Abstract
The asymmetric Friedel-Crafts reaction of indoles with imines provides a direct approach for the enantioselective construction of 3-indolyl methanamine derivatives. In this paper, a series of thiourea/ urea-tertiary amine derivatives have been used to catalyze the asymmetric F-C reaction of indoles with N-tosylimines.

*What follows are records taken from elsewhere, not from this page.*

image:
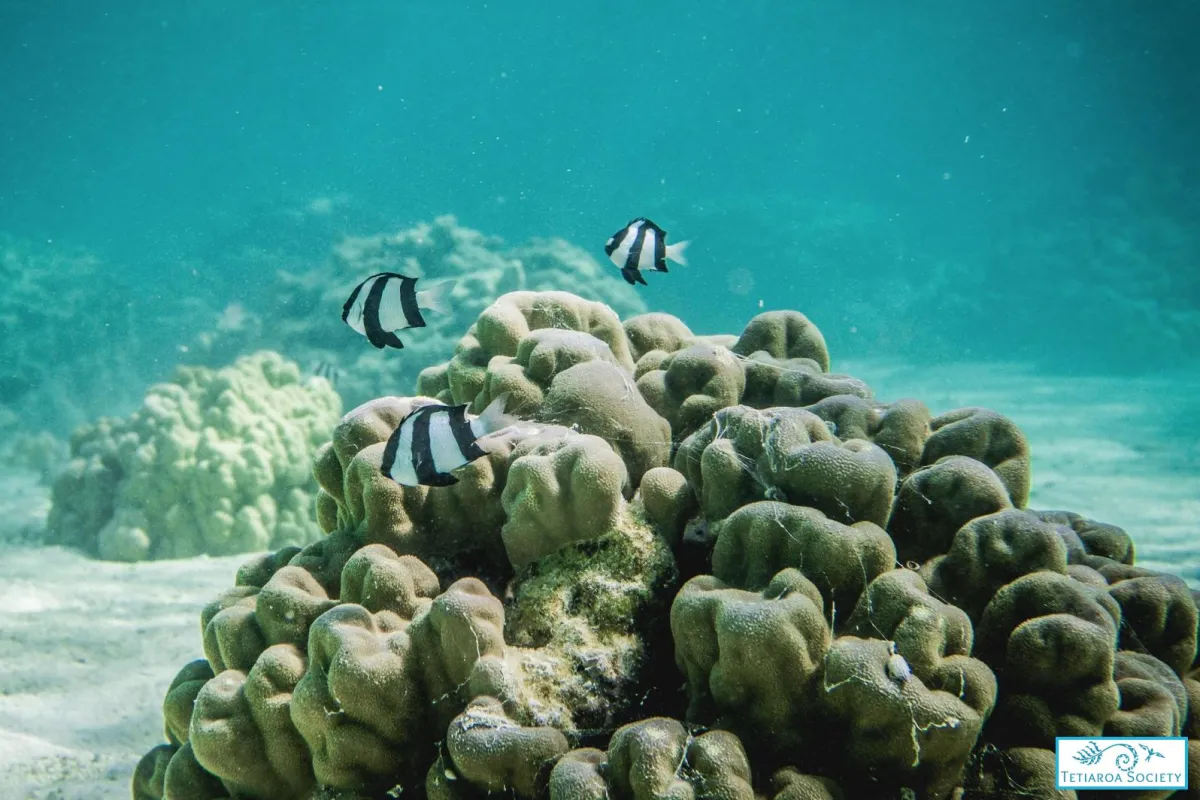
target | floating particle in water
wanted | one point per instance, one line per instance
(739, 281)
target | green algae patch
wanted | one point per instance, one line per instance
(580, 621)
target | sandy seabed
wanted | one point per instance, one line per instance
(88, 649)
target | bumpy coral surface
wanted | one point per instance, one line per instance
(699, 566)
(214, 462)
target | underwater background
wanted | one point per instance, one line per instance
(978, 204)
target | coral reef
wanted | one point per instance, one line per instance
(214, 462)
(699, 566)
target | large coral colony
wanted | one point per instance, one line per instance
(700, 566)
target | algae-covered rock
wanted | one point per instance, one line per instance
(695, 567)
(655, 758)
(214, 462)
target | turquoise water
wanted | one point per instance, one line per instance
(964, 181)
(978, 204)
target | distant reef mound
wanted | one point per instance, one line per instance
(300, 311)
(215, 462)
(700, 566)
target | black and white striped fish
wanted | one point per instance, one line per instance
(642, 245)
(435, 440)
(387, 302)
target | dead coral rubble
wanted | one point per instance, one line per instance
(876, 612)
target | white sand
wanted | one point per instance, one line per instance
(88, 649)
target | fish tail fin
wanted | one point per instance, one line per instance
(437, 298)
(675, 252)
(495, 417)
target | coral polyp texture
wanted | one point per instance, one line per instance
(215, 462)
(697, 566)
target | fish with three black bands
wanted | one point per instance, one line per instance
(388, 301)
(433, 440)
(641, 245)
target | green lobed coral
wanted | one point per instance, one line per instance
(696, 567)
(214, 462)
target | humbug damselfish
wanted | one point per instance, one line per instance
(641, 245)
(388, 301)
(433, 440)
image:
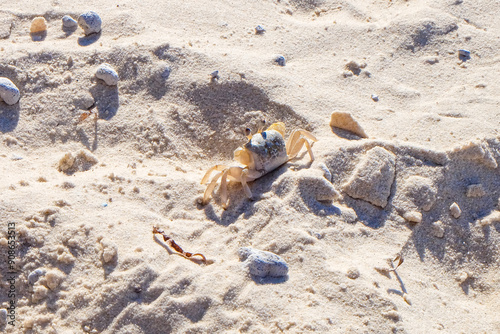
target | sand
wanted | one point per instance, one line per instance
(84, 196)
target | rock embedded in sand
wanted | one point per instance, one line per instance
(353, 273)
(373, 177)
(35, 275)
(38, 25)
(69, 22)
(437, 229)
(74, 162)
(455, 210)
(413, 217)
(90, 22)
(345, 121)
(53, 278)
(280, 60)
(421, 191)
(259, 30)
(262, 263)
(475, 190)
(3, 317)
(106, 73)
(8, 91)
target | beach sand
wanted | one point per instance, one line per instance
(83, 197)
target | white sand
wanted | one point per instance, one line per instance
(165, 124)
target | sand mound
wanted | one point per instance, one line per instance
(82, 197)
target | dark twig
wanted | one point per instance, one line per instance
(175, 246)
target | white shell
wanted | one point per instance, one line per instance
(8, 91)
(90, 22)
(108, 74)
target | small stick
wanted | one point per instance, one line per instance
(401, 260)
(175, 246)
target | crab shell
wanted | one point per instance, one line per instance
(265, 152)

The effect of solvent, temperature and catalyst loading amount were investigated. the optimized conditions were determined to be toluene as the solvent with a 5 mol% loading of Takemoto's catalyst 1c at rt. A wide range of substituted indoles and imines were evaluated to explore the scope and general applicability of this reaction. The enantioselectivities were obviously affected by the position of the substituents on the phenyl ring of imines. 4- electron-donating substituted imines appeared to favor higher enantioselectivities. Moreover, indoles containing either electron-donating groups or electron-withdrawing groups were then investigated for the reaction with imines. In all cases, high yields and excellent enantioselectivities could be achieved. Of all the different substrates, the reaction of the 5-OMe substituted indole with 4-chloride substituted imine afforded an optimal yield and enantiomeric excess. Under the screened optimal condition, optically active 3-indolyl-methanamines were obtained in good yields (70-90%) with high enantioselectivities (up to 98%ee). The catalyst type and the substrate scope were broadened in this methodology.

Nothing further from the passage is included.